The sole reason why the Bill has been introduced as a Money Bill is to ensure it’s shoved down Parliament’s throat with no questions or opposition whatsoever.

The urgency with which Aadhaar is pursued and the manner in which the Aadhar lobby outlives prime ministerial candidates and jumps over party divides as wide as Congress and BJP is indicative of the invisible money that’s riding on this project.

India’s law follows the principle of “ratio decendi”, which means judgements of the Supreme Court are to be treated like law in spirit by lower courts and for future cases. By the time Modi government assumed office, the Supreme Court repeatedly judged in disfavour of Aadhaar and flagged it for severe transgressions of authority and mandate. Yet why do ministers and lawyers of the Modi government remorselessly continue to pursue the Aadhaar Bill’s draft with no real edits from the Congress time?
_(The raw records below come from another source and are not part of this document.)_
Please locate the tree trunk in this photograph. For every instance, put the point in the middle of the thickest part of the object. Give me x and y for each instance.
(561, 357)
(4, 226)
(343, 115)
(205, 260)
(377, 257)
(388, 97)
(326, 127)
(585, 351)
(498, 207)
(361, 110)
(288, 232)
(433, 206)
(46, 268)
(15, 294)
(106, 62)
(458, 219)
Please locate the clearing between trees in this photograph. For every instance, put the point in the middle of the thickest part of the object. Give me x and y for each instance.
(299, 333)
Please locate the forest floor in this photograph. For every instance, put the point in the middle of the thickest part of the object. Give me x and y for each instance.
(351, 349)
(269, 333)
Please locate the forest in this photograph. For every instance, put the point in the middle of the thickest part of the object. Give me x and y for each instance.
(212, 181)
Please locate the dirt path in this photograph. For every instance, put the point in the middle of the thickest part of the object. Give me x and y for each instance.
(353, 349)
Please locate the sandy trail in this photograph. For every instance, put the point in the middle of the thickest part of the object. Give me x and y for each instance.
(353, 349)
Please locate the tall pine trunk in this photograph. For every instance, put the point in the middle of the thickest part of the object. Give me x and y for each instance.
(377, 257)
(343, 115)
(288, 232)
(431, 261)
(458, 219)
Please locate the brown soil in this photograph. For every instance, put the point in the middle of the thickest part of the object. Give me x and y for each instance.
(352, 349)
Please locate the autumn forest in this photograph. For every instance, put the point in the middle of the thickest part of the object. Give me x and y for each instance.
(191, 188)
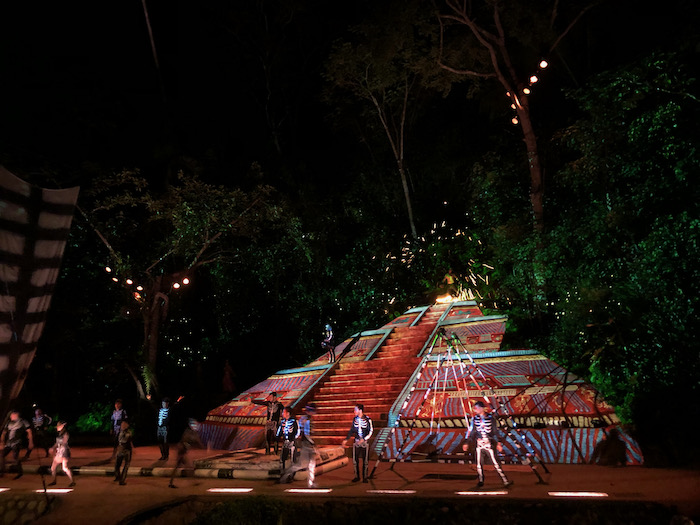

Prime Minister Narendra Modi went from opposing Aadhaar as a condemned pet project of Manmohan Singh before elections, to supporting it afterwards. Mukul Rohatgi took the previous government’s legal brief but brazenly added insult to injury by declaring privacy is a worthless pursuit in Aadhaar’s context. And now Arun Jaitley has outdone past Congress ministers in similar roles by resorting to this Money Bill subterfuge.

Theatrics by the finance ministry now pushing this disguised as a Money Bill are fooling no one.

The dressing-up of the Aadhaar Bill as a Money Bill is just another milestone in Aadhaar’s impeccable history of always erring on the side of deviousness.